Un objet de luxe… et de convoitise
Qu’on lui soit favorable ou franchement hostile (voir ci-dessus), la palette a envahi les rues. La tendance préexistait à l’épidémie, et elle s’est accélérée depuis. Des artisans se sont adaptés et proposent leurs services. Ainsi, les restaurateurs sont souvent démarchés pour l’installation de leur terrasse, mais à des tarifs souvent trop élevés.

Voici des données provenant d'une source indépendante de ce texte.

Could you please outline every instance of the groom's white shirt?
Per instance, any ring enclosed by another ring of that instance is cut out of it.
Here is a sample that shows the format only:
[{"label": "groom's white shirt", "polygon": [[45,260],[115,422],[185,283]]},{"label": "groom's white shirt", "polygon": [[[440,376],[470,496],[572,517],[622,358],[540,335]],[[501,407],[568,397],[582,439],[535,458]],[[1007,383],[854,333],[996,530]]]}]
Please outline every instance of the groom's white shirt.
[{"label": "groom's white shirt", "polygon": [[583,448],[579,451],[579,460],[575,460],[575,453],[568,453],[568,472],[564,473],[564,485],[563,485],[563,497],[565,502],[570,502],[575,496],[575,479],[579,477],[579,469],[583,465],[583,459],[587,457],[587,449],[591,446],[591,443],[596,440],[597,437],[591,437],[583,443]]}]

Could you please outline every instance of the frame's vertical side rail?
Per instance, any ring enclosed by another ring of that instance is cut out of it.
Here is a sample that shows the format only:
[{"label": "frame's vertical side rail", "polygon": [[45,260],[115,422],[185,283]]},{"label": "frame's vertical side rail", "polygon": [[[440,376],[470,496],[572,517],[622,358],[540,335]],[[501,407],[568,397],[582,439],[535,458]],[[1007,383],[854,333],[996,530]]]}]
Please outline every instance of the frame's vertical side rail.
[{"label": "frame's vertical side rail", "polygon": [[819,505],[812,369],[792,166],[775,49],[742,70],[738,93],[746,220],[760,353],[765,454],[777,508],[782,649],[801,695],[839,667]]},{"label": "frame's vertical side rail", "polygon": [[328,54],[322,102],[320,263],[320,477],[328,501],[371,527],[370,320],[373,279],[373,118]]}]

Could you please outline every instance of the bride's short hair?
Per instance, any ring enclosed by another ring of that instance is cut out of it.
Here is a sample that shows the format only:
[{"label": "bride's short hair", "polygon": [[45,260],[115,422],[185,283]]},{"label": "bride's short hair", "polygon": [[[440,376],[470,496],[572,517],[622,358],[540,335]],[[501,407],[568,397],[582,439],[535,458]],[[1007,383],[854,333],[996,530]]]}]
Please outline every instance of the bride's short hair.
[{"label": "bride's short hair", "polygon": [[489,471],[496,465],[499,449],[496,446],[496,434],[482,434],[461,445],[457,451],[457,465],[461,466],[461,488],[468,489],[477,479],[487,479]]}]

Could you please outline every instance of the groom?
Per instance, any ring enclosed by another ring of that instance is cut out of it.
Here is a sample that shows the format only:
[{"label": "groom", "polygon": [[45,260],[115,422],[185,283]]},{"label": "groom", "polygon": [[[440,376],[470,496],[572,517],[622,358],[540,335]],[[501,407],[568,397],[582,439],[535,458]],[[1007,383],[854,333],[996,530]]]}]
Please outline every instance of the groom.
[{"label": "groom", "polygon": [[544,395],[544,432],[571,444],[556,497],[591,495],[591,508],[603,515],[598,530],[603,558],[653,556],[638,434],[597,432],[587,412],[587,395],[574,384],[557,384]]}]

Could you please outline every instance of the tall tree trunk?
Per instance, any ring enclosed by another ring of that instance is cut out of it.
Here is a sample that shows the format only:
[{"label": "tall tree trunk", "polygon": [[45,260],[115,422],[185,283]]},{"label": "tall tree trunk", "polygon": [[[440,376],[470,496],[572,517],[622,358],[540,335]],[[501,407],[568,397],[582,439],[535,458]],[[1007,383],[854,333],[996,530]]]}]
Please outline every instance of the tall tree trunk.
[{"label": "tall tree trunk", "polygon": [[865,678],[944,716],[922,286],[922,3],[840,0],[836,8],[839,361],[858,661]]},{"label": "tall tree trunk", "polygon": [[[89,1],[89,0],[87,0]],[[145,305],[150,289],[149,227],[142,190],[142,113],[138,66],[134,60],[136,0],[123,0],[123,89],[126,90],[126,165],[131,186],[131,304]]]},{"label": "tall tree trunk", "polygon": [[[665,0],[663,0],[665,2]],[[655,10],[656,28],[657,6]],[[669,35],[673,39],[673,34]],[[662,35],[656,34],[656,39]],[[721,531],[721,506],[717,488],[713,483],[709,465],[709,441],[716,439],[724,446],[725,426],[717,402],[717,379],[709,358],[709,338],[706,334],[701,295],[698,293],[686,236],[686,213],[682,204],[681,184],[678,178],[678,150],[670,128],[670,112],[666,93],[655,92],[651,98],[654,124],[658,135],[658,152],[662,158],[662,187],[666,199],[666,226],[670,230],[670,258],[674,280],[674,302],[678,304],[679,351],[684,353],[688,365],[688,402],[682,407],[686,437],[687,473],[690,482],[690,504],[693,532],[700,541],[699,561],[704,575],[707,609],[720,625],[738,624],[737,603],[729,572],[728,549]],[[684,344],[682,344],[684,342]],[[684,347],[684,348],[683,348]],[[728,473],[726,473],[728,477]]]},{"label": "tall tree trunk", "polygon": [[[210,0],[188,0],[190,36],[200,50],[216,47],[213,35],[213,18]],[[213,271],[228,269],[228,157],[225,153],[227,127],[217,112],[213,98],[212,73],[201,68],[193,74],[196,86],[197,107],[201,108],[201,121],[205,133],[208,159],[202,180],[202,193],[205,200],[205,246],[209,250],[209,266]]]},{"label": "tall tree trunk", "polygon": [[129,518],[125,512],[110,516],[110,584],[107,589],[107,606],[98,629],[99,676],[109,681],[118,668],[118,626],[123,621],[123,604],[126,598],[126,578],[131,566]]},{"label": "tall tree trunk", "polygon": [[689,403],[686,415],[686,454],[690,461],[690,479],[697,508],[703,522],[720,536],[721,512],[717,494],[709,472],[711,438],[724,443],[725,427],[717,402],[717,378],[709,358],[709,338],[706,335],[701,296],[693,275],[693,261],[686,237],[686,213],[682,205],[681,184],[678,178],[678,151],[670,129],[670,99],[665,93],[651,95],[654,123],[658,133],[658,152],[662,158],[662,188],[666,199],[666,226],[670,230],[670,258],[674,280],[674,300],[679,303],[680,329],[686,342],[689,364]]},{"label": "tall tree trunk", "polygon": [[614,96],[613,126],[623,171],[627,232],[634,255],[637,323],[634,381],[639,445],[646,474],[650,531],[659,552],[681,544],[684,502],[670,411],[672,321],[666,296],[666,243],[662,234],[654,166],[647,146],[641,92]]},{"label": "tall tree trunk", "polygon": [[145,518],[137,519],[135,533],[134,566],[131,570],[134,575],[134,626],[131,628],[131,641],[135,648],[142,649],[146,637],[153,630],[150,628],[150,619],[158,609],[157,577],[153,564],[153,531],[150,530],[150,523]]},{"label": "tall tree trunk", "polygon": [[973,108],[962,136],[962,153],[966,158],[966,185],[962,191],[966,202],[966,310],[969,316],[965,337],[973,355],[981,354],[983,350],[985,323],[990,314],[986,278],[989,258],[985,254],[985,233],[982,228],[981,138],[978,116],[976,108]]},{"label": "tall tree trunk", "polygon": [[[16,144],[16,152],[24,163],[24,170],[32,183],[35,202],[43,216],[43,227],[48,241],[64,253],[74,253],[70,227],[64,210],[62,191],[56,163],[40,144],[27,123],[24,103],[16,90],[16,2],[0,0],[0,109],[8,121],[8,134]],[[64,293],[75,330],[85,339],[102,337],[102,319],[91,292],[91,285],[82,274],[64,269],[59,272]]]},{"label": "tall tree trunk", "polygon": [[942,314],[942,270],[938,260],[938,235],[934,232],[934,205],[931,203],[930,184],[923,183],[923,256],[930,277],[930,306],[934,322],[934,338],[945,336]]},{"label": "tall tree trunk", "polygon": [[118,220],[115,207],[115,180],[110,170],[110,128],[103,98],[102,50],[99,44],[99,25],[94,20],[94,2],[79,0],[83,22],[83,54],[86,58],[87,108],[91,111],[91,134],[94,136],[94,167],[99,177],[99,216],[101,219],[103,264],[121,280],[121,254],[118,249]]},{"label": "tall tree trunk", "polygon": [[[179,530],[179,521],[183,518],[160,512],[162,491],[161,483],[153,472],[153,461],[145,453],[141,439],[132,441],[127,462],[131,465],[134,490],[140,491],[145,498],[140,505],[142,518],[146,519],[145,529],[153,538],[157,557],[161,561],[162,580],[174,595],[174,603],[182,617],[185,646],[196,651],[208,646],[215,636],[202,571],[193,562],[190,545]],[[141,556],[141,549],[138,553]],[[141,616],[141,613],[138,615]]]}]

C’est le cas pour Mamadou Cissé, qui gère un restaurant dans le 11e arrondissement de Paris, et qui a vu les offres se succéder. Mais “les délais étaient trop longs et le prix était trop élevé, d’autant qu’il s’agissait d’une location”, explique-t-il. Le patron de l’Insomniac a finalement préféré réaliser seul l’installation, pour un prix de revient d’environ 1000 €. Il a récupéré lui-même les palettes dans la rue au fil du temps, en comptant sur un peu de chance : l’objet est devenu rare, et les palettes ne traînent plus très longtemps sur les trottoirs.
À un jet d’olive apéritive de là, José Villanueva peine à construire la terrasse de son restaurant péruvien. Les 3000 € qu’on lui demandait pour une location semblaient franchement rédhibitoires, et il s’est attelé au travail lui-même, avec des amis. Les palettes sont “récupérées un peu partout, auprès de professionnels du bâtiment”, mais la facture des matériaux nécessaires à les habiller dépasse déjà les 2000 euros.
Un jeune restaurateur du même arrondissement a vécu une mésaventure plus sérieuse : la terrasse qu’on venait de lui livrer a été volée avant même d’être assemblée. Près de 5000 euros versés, pour une location de trois mois, se sont volatilisés en une nuit. “Un travail de professionnels” selon lui, qui témoigne de la valeur marchande acquise par ce matériau qui semblait dérisoire avant la pandémie.